Giving Compass' Take:
• RAND Corporation reports on how to end U.S. roadway deaths through different approaches to car and road design, life-saving innovations, and a change in culture.
• What will be the main challenges in trying to accomplish this? What are the traffic safety needs of your community?
• Read about the politics of reducing road carnage globally.
On an average day in America, more than 100 people will lose their lives in car crashes. In recent years, a growing number of cities have committed to building a traffic system that prevents death and serious injuries—one that never puts a young mother on a 12-lane road in the dark with her children. Their goal is not to reduce traffic fatalities, but to end them altogether. If that sounds too ambitious, talk to Sweden.

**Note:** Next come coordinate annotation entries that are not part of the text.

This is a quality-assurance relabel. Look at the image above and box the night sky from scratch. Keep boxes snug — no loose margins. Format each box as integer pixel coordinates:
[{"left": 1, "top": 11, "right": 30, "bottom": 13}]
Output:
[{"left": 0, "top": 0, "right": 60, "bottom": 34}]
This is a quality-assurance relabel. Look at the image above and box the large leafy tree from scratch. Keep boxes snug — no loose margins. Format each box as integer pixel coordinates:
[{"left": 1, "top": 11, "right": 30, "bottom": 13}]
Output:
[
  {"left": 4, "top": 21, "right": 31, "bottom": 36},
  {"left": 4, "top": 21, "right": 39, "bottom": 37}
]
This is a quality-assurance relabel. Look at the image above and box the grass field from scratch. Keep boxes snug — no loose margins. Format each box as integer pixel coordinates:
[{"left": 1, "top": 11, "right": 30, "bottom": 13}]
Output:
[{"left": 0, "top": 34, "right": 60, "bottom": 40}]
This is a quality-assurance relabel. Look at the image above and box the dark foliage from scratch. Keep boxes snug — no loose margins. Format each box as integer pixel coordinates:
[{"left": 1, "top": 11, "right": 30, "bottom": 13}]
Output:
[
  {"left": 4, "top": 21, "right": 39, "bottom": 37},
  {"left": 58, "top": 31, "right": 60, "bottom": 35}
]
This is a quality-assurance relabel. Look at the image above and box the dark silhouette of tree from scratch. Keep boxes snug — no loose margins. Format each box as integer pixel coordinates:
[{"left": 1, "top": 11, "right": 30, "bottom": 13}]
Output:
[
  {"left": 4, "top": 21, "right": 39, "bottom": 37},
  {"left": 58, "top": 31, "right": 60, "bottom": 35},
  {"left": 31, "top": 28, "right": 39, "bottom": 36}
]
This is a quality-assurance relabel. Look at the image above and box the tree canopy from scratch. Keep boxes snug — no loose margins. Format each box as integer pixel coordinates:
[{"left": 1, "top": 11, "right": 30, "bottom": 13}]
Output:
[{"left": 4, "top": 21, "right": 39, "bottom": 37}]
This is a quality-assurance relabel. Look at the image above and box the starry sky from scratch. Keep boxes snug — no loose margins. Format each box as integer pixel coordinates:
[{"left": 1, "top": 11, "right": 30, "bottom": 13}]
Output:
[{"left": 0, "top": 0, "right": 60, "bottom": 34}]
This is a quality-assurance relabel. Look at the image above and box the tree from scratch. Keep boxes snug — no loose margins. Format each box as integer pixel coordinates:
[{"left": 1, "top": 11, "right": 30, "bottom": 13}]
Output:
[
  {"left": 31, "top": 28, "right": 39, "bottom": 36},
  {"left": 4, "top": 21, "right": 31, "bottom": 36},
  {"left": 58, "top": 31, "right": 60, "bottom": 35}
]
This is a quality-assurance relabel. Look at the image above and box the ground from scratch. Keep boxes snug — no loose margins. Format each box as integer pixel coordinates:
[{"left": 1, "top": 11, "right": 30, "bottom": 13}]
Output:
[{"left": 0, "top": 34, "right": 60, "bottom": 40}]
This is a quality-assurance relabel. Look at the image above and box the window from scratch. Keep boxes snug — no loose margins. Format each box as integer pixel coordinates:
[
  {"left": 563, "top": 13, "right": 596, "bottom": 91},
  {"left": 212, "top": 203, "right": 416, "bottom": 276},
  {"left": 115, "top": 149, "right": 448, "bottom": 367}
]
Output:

In the late 1990s, concerned about its own safety record on the roads, Sweden enacted a policy that it called Vision Zero. It was easy to scoff at—a national promise to eliminate road deaths?—except that Sweden now has one of the lowest traffic mortality rates in the world.
Working with the National Safety Council, RAND brought together transportation officials, safety advocates, traffic engineers, and other experts to develop a plan for how that could work here. They imagined the year 2050 as the first year with not a single death on American roads. Then they asked how we get there.
What if we designed our cars and roads for bad drivers, rather than good drivers?
That kind of thinking would go a long way toward preventing traffic deaths. If every country road had raised bumps down the center, drivers would jolt awake the moment they drifted into an oncoming traffic lane. If every traffic light gave pedestrians a few seconds' head start, they'd be more visible by the time cars got the green light, and less likely to get hit.